In the newest edition, published today, you'll learn about how to treat those nasty Varroa mites, known far and wide (except in Australia, which doesn't have them) as beekeepers' Public Enemy No. 1.

Niño writes about HopGuard® II, "basically an 'old' product developed by BetaTec Hop Products, Inc., but it has an improved delivery system."

You'll also learn

  • what Niño said when she addressed the the Avocado Pollination Seminar series
  • that EPA is registering a new insecticide, flupyradifuron
  • about exciting upcoming events, including a bee symposium, open house, and queen-rearing workshops, and
  • some great information about how honey bees collect nectar.

How honey bees collect nectar is her Kids' Corner feature. "Usually after about three weeks of  life as a house bee, all healthy honey bees in a normal, healthy colony become foragers," she writes. "They start every morning by going out into the world looking for the best sources of sugary nectar and protein-rich pollen. Some of them even collect water. Now, I'm sure you've seen these friendly ladies just buzzing along visiting flowers in your back yard. By the way, just a reminder, forager bees will not attack unless they feel threatened so just make sure you don't bother them and you should be fine (and tell your friends too!). "

Niño goes on to explain the process, and points out, as Mussen emphasizes, that honey is "not actually bee vomit as it never goes through a digestion (breakdown) process in the digestive tract of a honey bee." (Mussen officially retired in June 2014 after 38-years of service, but he continues to maintain an office in Briggs Hall and assists wherever he can, including writing a few articles for the newsletter.)

Niño, who joined the UC Davis Department of Entomology and Nematology on Sept. 1, 2014 from Pennsylvania State University—2600 miles away--is as busy as the proverbial worker bee.

 “California is a good place to bee,” she told us recently. “I just wish I could have brought some of that Pennsylvania rain with me to help out California's drought."

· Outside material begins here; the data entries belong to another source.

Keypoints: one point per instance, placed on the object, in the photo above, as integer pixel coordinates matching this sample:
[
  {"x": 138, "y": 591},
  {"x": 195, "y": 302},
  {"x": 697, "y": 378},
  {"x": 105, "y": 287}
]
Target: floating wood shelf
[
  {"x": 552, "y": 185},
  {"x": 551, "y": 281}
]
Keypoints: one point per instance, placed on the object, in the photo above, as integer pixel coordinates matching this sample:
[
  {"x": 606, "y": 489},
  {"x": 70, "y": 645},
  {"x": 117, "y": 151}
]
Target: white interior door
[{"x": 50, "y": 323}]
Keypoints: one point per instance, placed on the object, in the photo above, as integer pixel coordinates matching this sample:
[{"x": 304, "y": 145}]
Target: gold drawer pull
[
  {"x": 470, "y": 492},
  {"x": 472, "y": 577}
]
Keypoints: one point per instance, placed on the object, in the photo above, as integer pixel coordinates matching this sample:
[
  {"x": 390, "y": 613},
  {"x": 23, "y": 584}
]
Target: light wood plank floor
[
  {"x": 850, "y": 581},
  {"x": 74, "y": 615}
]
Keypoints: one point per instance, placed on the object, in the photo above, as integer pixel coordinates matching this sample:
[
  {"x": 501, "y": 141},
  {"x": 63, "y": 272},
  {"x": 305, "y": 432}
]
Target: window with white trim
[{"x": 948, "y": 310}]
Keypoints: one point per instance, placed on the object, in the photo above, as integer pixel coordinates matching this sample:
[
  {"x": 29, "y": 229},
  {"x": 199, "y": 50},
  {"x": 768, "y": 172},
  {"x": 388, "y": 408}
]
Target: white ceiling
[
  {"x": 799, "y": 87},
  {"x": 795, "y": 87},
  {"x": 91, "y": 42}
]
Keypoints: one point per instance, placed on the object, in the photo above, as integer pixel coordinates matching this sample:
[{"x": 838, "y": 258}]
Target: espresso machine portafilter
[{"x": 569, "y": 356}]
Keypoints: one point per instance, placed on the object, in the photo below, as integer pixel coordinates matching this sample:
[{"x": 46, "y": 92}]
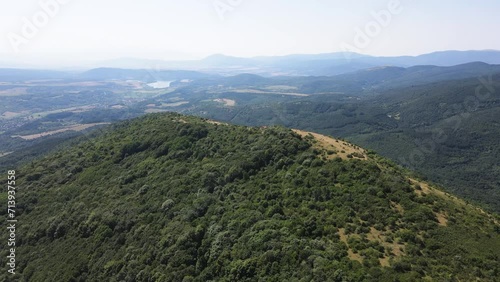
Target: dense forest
[{"x": 167, "y": 197}]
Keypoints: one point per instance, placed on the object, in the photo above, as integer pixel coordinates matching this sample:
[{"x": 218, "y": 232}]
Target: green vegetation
[{"x": 167, "y": 197}]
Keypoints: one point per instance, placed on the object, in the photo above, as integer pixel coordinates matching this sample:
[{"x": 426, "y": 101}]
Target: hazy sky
[{"x": 190, "y": 29}]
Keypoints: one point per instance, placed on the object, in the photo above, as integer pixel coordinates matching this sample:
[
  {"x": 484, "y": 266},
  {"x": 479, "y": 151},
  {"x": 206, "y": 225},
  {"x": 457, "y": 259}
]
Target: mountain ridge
[{"x": 175, "y": 198}]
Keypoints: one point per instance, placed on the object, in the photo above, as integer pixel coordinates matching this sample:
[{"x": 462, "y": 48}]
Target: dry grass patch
[
  {"x": 78, "y": 127},
  {"x": 343, "y": 149}
]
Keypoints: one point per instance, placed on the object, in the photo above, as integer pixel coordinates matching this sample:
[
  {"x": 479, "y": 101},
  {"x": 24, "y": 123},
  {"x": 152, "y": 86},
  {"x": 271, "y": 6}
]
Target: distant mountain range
[
  {"x": 317, "y": 64},
  {"x": 298, "y": 64}
]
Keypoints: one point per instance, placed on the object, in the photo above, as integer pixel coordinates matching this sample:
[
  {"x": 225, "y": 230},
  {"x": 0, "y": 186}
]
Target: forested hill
[{"x": 175, "y": 198}]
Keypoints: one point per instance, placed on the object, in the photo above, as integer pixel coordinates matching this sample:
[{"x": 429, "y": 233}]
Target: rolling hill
[{"x": 168, "y": 197}]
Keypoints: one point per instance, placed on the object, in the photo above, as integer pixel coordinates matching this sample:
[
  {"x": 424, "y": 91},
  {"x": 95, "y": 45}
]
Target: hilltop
[{"x": 168, "y": 197}]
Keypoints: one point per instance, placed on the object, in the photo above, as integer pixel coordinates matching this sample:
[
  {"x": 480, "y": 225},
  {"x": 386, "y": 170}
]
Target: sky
[{"x": 68, "y": 31}]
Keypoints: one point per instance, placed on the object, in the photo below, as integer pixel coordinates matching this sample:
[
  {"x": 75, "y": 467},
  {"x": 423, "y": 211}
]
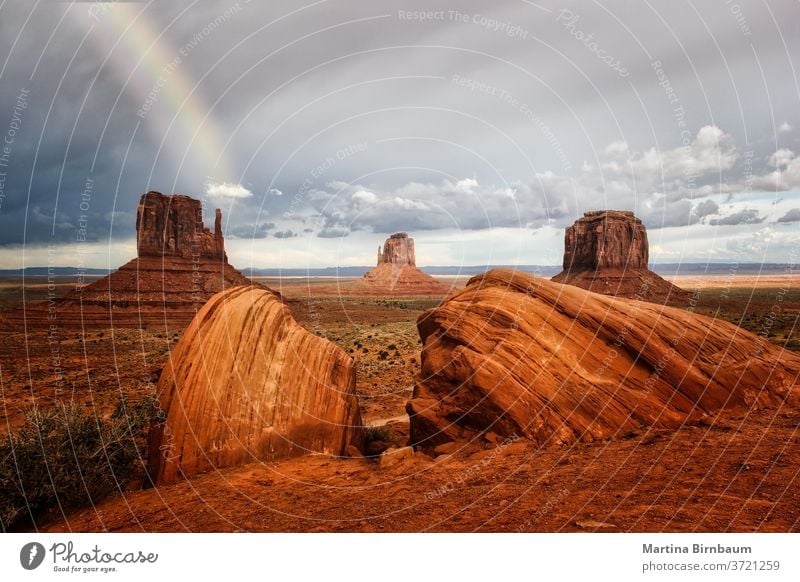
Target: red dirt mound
[{"x": 514, "y": 354}]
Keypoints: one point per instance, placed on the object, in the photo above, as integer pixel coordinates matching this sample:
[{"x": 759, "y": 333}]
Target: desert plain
[{"x": 735, "y": 471}]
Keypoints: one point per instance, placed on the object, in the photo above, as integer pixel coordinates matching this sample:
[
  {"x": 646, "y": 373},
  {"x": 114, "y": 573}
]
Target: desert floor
[{"x": 735, "y": 473}]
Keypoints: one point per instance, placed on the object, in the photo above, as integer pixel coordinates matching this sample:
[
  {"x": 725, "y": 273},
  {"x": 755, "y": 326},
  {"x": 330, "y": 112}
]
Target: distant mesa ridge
[
  {"x": 180, "y": 265},
  {"x": 606, "y": 251},
  {"x": 396, "y": 271}
]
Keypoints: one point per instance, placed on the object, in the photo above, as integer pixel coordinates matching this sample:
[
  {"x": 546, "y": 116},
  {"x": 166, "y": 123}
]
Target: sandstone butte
[
  {"x": 180, "y": 265},
  {"x": 606, "y": 251},
  {"x": 396, "y": 272},
  {"x": 516, "y": 354},
  {"x": 247, "y": 383}
]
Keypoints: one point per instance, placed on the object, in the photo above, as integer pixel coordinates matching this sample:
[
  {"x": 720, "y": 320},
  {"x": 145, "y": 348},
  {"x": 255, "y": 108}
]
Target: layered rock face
[
  {"x": 247, "y": 383},
  {"x": 173, "y": 226},
  {"x": 396, "y": 272},
  {"x": 397, "y": 250},
  {"x": 606, "y": 251},
  {"x": 514, "y": 354},
  {"x": 181, "y": 264}
]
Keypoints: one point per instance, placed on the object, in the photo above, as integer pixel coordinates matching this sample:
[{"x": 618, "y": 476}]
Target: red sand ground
[{"x": 739, "y": 474}]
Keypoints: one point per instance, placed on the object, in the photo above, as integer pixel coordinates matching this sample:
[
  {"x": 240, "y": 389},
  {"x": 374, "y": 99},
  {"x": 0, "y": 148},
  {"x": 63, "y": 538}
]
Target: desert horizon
[{"x": 508, "y": 287}]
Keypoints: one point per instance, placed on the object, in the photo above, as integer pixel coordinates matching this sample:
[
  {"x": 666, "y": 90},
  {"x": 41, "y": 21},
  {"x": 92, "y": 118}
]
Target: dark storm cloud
[{"x": 370, "y": 119}]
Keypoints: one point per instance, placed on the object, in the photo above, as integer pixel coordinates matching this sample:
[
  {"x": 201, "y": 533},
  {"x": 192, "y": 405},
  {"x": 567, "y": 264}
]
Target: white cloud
[
  {"x": 365, "y": 196},
  {"x": 711, "y": 151},
  {"x": 227, "y": 190},
  {"x": 781, "y": 158},
  {"x": 785, "y": 177},
  {"x": 616, "y": 148},
  {"x": 466, "y": 186}
]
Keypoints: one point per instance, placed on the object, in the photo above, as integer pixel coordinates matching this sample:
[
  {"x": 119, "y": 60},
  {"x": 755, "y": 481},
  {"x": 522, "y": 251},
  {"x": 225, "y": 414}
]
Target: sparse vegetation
[{"x": 65, "y": 458}]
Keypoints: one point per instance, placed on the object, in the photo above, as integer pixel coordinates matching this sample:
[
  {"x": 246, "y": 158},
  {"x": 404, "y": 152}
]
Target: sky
[{"x": 482, "y": 129}]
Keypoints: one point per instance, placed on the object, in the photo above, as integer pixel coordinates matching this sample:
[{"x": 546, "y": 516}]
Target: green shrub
[{"x": 66, "y": 458}]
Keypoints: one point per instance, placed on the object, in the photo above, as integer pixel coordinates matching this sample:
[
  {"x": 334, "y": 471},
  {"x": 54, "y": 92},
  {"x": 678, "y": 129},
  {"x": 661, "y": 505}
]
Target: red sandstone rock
[
  {"x": 247, "y": 383},
  {"x": 173, "y": 226},
  {"x": 516, "y": 354},
  {"x": 606, "y": 251},
  {"x": 396, "y": 272},
  {"x": 397, "y": 250},
  {"x": 180, "y": 266}
]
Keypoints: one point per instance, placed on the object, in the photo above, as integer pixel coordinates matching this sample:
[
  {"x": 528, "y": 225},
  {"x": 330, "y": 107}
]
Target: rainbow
[{"x": 154, "y": 70}]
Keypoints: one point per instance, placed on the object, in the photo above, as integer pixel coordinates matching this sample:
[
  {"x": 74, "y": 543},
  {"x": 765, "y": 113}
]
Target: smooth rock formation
[
  {"x": 181, "y": 264},
  {"x": 606, "y": 251},
  {"x": 247, "y": 383},
  {"x": 519, "y": 355},
  {"x": 396, "y": 272}
]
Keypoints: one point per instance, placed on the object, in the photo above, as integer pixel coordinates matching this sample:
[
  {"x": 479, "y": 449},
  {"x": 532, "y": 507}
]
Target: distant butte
[
  {"x": 396, "y": 272},
  {"x": 180, "y": 265},
  {"x": 606, "y": 251}
]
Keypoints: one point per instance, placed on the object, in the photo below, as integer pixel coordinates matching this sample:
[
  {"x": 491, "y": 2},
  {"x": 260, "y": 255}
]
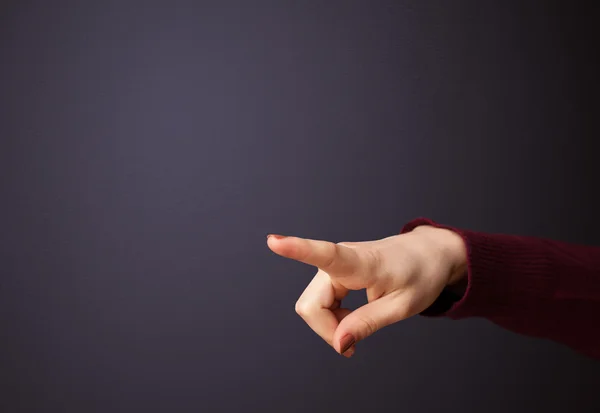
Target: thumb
[{"x": 367, "y": 320}]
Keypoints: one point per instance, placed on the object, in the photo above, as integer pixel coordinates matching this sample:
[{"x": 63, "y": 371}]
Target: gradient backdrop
[{"x": 148, "y": 147}]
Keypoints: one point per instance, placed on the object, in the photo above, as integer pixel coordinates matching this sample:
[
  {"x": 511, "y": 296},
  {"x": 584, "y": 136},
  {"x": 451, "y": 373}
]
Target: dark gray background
[{"x": 147, "y": 148}]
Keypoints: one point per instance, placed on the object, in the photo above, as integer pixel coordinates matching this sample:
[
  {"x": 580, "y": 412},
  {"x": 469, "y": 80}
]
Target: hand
[{"x": 403, "y": 275}]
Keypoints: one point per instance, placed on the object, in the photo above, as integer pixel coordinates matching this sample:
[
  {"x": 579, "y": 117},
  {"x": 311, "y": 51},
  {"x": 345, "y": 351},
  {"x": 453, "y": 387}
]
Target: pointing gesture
[{"x": 402, "y": 275}]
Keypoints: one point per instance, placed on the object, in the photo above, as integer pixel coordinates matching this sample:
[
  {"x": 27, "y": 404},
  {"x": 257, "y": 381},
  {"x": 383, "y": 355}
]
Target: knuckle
[
  {"x": 302, "y": 308},
  {"x": 370, "y": 325}
]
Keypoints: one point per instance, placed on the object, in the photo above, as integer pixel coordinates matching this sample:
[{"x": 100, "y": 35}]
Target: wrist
[{"x": 453, "y": 247}]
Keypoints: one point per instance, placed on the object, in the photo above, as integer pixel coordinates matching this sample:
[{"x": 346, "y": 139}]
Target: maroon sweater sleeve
[{"x": 532, "y": 286}]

Niño operates her field lab at Harry H. Laidlaw Jr. Honey Bee Research Facility on Bee Biology Road, west of the central campus, and at her lab in Briggs Hall, on the central campus. Her aims: to conduct practical, problem-solving research projects; to support the state's beekeepers through research, extension and outreach; and to address beekeeper and industry concerns.

 The mission of her program is "to provide support to California beekeepers and other relevant stakeholders through research, extension and outreach." Niño studies honey bee biology, health, reproduction, pollination biology, insect ecology, evolution, genomics and chemical ecology.